According to Workshop Panelist Dr. Montaquila, the AOA template is a common form used to obtain patient confirmations.[24] If this is indeed the case, the Commission is not surprised that many prescribers report it takes patients 30 seconds or longer to read and sign, nor that patients might have questions, or be confused, as to why they now have to sign and acknowledge not just receipt of their prescription, but that they read these recommendations from the CDC and FDA. The additional information from these two other federal agencies may be useful for patients, but is not required by the Rule, nor considered part of the PRA burden of compliance.
Despite the aforementioned concerns about the reliability of the AOA survey in establishing the time it takes for a patient confirmation, the Commission does not discount the survey altogether, and views it as suggestive, and an additional indication that many prescribers sincerely believe the 10-second estimate does not accurately reflect the time required to obtain a patient's signed confirmation. The Commission has therefore decided to increase the estimated time to obtain a patient confirmation signature (and the time to collect an affirmative consent to electronic delivery, in instances where the prescription is provided digitally rather than in paper) from 10 to 20 seconds. The Commission believes that 20 seconds may better reflect the time required for a patient to not just read a one-sentence confirmation, but also to physically sign and return the document to staff, and for any staff explanation as to why the patient's signature is required. The 20-second estimate may also better align with the original HIPAA estimate, which accorded 10 seconds to hand out the acknowledgment and another ten seconds to obtain a patient's signature and collect the document.[25]

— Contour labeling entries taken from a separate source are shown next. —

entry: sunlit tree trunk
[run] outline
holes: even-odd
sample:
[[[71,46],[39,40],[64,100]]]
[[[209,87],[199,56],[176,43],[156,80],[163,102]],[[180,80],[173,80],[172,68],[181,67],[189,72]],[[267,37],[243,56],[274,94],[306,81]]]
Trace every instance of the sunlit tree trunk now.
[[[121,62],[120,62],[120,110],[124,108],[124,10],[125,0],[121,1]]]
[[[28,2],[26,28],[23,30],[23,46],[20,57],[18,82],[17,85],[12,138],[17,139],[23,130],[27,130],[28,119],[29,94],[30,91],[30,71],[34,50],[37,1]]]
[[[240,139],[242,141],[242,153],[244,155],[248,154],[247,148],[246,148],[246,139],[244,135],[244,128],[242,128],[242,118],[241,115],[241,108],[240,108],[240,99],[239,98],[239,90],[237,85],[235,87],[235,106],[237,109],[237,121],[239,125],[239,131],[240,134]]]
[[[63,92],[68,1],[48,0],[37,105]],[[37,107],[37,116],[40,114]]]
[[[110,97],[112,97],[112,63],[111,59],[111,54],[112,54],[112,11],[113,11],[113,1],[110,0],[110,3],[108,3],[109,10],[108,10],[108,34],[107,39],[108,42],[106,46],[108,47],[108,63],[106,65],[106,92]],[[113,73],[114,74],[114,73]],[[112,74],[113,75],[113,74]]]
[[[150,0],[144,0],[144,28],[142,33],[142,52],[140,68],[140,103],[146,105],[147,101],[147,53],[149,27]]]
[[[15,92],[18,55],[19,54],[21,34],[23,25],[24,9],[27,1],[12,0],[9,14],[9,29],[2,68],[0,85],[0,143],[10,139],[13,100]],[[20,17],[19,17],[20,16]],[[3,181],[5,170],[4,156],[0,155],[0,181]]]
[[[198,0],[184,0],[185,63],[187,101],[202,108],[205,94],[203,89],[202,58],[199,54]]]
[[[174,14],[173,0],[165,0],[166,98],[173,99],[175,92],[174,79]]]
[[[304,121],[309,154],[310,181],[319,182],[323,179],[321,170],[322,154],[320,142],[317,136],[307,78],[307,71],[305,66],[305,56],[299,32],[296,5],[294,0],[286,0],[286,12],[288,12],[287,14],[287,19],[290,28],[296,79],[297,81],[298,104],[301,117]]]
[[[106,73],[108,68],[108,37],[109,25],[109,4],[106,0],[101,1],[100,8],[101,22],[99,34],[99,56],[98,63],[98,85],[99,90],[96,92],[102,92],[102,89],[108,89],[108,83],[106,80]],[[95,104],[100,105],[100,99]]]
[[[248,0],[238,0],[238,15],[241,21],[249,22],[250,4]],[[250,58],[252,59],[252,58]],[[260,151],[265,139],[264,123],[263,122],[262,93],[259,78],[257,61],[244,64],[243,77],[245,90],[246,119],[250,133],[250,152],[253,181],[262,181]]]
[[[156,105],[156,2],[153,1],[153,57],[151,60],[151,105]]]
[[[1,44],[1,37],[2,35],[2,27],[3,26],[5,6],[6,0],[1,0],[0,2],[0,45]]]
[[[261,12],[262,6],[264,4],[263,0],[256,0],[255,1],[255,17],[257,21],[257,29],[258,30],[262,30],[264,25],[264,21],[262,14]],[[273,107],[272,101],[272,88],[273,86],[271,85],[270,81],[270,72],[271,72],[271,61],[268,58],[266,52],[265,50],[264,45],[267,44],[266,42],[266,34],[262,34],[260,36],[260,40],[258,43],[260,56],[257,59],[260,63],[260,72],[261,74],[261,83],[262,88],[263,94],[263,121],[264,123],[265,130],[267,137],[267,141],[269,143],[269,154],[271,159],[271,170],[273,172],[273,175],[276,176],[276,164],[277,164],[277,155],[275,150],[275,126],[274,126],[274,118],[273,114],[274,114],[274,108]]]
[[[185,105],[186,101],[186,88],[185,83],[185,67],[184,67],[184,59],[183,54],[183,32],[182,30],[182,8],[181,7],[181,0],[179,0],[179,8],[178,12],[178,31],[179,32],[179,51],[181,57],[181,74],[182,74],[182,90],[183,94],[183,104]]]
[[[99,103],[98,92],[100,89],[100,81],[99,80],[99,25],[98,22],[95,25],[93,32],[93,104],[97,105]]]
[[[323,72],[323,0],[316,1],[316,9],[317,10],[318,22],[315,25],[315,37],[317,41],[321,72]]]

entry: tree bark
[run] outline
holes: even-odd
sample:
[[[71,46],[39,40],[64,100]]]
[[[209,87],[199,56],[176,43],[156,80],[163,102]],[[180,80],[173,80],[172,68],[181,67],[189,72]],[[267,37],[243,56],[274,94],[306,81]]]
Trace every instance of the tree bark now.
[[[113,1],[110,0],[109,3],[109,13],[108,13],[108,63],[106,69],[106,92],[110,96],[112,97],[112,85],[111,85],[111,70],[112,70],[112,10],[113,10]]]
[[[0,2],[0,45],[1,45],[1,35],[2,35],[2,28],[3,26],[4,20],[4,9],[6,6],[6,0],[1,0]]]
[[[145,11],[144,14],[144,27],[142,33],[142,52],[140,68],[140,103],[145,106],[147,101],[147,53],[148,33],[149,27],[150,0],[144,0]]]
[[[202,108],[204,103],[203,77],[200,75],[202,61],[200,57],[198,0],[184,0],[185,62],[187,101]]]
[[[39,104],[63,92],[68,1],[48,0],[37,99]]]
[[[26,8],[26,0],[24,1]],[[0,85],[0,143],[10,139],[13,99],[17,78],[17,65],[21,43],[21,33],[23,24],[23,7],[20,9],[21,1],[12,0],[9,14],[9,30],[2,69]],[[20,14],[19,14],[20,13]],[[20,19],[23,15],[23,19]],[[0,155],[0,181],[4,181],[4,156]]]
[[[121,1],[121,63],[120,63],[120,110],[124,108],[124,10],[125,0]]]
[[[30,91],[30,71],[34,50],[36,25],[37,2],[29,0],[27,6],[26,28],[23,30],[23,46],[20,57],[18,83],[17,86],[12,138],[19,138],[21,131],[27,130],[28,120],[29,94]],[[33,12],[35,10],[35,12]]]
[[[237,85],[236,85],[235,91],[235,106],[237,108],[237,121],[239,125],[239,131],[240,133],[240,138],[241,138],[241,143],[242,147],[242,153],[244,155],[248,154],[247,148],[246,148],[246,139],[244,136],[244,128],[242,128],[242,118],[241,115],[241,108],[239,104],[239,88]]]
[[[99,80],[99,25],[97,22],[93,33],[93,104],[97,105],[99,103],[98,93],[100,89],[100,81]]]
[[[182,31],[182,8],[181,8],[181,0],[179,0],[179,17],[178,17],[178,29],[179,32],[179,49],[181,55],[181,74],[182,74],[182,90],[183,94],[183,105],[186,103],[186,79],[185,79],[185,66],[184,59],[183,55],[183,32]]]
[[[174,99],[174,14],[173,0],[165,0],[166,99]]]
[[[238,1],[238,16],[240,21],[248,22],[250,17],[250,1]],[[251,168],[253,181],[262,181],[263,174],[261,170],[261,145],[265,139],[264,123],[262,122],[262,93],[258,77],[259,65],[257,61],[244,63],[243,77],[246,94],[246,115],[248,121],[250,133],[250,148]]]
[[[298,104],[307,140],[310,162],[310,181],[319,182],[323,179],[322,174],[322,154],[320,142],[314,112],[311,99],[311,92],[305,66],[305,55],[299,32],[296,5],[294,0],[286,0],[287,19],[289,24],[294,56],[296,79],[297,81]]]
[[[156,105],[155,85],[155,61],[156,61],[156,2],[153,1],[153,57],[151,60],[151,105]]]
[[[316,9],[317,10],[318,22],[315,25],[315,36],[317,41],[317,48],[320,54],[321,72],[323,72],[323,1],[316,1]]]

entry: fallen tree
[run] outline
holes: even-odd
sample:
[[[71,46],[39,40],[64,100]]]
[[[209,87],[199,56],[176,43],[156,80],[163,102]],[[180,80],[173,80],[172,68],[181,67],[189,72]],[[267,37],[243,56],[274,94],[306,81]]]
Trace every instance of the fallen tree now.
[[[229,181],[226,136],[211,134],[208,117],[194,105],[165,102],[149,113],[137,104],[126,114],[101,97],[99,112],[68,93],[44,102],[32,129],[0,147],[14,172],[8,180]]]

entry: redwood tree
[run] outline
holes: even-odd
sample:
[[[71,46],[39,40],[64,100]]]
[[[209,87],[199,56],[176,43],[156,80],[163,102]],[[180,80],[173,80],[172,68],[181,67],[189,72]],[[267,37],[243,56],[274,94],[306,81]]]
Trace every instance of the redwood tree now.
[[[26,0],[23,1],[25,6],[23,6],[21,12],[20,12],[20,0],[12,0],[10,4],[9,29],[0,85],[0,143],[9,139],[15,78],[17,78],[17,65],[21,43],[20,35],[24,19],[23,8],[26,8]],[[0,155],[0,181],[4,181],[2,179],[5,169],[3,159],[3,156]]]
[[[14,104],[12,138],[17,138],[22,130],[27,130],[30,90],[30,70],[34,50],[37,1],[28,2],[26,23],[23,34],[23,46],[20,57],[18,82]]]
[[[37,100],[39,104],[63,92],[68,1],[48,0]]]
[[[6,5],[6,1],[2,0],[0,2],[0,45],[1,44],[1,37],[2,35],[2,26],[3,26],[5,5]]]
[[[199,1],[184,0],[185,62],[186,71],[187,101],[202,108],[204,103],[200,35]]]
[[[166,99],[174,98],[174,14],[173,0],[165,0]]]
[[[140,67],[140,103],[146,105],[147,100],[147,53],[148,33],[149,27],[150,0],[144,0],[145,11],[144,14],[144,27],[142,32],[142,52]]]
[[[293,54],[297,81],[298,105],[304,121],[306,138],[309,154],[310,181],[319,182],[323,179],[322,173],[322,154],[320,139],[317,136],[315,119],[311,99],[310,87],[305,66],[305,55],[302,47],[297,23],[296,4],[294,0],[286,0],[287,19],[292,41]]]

Pursuant to OMB regulations, 5 CFR part 1320, that implement the PRA, 44 U.S.C. 3501 et seq., the FTC is providing this second opportunity for public comment while seeking OMB approval to renew the pre-existing clearance for the Rule.
Estimated Annual Hours and Labor Cost Burden
Estimated annual hours burden: 3,104,050 hours.
This figure is derived by adding disclosure and recordkeeping-hours for contact lens prescribers to Start Printed Page 88080 recordkeeping hours for contact lens sellers.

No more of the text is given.